2015-04-13 12:16:00

Newest Doctor of the Church: St Gregory of Narek


(Vatican Radio) On Divine Mercy Sunday, Pope Francis proclaimed the great Armenian Saint Gregory of Narek a Doctor of the Universal Church.

The solemn proclamation took place during the introductory rites at the beginning of a Mass commemorating the 100th anniversary of the beginning of the massacre of Armenians in Ottoman Turkey.

The Prefect for the Congregation for the Causes of Saints, Cardinal Angelo Amato, SDB, made the formal request for the proclamation, recalling the similar declaration, almost one hundred years ago, of another Eastern Saint, Ephrem the Syrian, as a Doctor of the Church. Cardinal Amato noted that Saint Gregory has been compared not only to St Ephrem, but also to the Church Fathers St John Chrysostom and St Gregory the Illuminator, the patron saint of Armenia.

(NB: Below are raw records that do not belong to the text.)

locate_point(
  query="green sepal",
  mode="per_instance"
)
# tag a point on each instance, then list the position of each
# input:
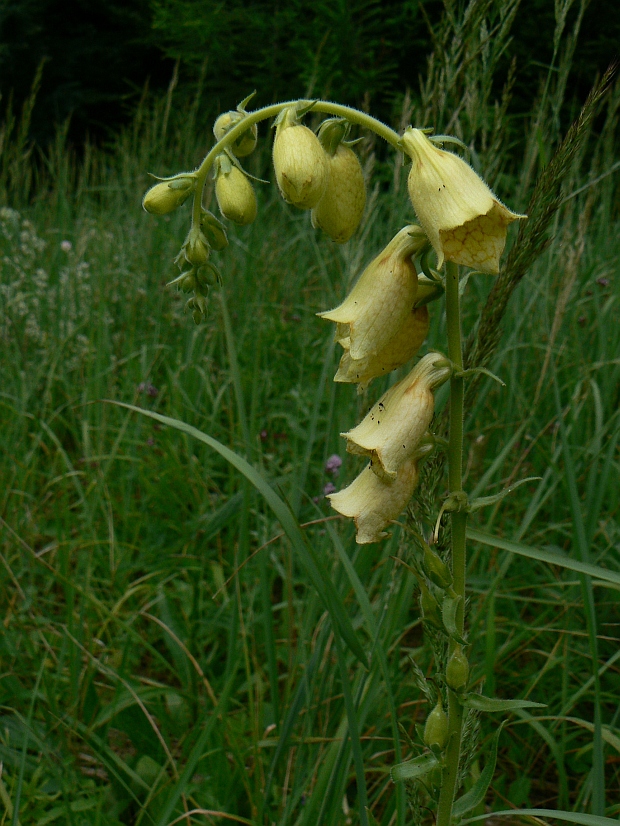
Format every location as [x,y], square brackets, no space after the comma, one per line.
[448,614]
[414,769]
[371,817]
[479,702]
[449,139]
[483,501]
[332,132]
[241,106]
[477,793]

St Gregory of Narek, the Cardinal said, was a “great theologian, mystic, and poet,” who communicated his spiritual and ecclesial experience both by his life and his dogmatic teaching, “transmitting his theology along the path of beauty.” Cardinal Amato said “the depth of the theological ideas of our Saint, the newness of his thought, and the force of his poetic words have always been appreciated both on the popular level and on the level of the men of culture.” St Gregory’s works have penetrated “every aspect of Armenia’s religious life and culture.”

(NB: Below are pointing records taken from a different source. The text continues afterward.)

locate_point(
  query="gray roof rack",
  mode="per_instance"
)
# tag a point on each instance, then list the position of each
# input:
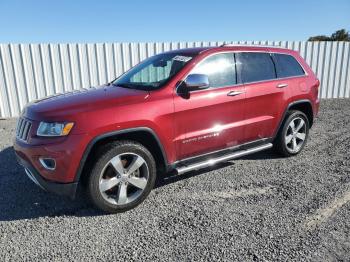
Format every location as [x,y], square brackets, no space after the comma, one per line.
[252,45]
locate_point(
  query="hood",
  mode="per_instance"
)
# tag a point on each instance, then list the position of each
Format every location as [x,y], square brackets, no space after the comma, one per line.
[70,104]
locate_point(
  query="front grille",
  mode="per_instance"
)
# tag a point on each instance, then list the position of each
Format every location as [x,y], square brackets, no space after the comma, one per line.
[23,128]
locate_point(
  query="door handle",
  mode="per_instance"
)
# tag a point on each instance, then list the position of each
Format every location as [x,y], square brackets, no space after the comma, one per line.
[282,85]
[234,93]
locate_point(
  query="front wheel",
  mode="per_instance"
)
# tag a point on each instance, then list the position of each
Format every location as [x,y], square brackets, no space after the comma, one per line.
[293,135]
[122,177]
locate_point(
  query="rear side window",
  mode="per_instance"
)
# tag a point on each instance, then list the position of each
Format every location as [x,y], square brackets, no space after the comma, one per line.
[287,66]
[219,68]
[255,66]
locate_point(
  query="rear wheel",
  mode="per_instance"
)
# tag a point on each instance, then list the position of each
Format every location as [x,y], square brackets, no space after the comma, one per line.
[293,135]
[122,177]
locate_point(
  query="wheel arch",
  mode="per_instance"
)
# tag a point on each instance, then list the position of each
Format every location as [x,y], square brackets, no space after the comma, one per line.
[143,135]
[303,105]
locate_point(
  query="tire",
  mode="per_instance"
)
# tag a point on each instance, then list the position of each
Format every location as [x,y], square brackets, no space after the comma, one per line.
[284,143]
[122,177]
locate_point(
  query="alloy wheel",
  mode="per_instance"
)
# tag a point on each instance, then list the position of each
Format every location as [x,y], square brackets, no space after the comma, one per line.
[124,178]
[295,135]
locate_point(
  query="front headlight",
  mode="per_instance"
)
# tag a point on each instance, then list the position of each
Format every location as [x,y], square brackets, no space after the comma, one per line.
[54,129]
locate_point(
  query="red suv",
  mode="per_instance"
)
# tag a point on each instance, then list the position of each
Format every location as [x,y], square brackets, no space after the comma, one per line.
[178,111]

Cardinal Amato pointed out four areas of special distinction in the doctrine of St Gregory of Narek:

- The sense of sin and of the limits of man, who is incapable of speaking to and with God without the mediation of the incarnate Word.

 - The dogmatic reflection on the mystery of the Most Holy Trinity, in which he saw a reflection of the human soul, and especially an analogy with the three theological virtues.

 - The defence of the supernatural efficacy of the Sacraments and of their role in transmission and of the mediation of the Church, reaffirming the importance of divine grace and of the interior life, in contrast to the heretical tendencies of the Thondrakians, who claimed to go back to the origins of Christianity, denying the hierarchy.

 - The devotion to the Virgin Mary, the Panaghia, “She who is nothing but holiness,” the “All Holy,” exalting “the absolute invulnerability of the Holy God-bearer in the confrontation with sin,” in her role of Mediator, as a “bridge between God and man.”

For all these reasons, Cardinal Amato said, the Pastors of the Armenian Church have often asked the Popes to proclaim St Gregory of Narek as a Doctor of the Universal Church – a request finally fulfilled by Pope Francis.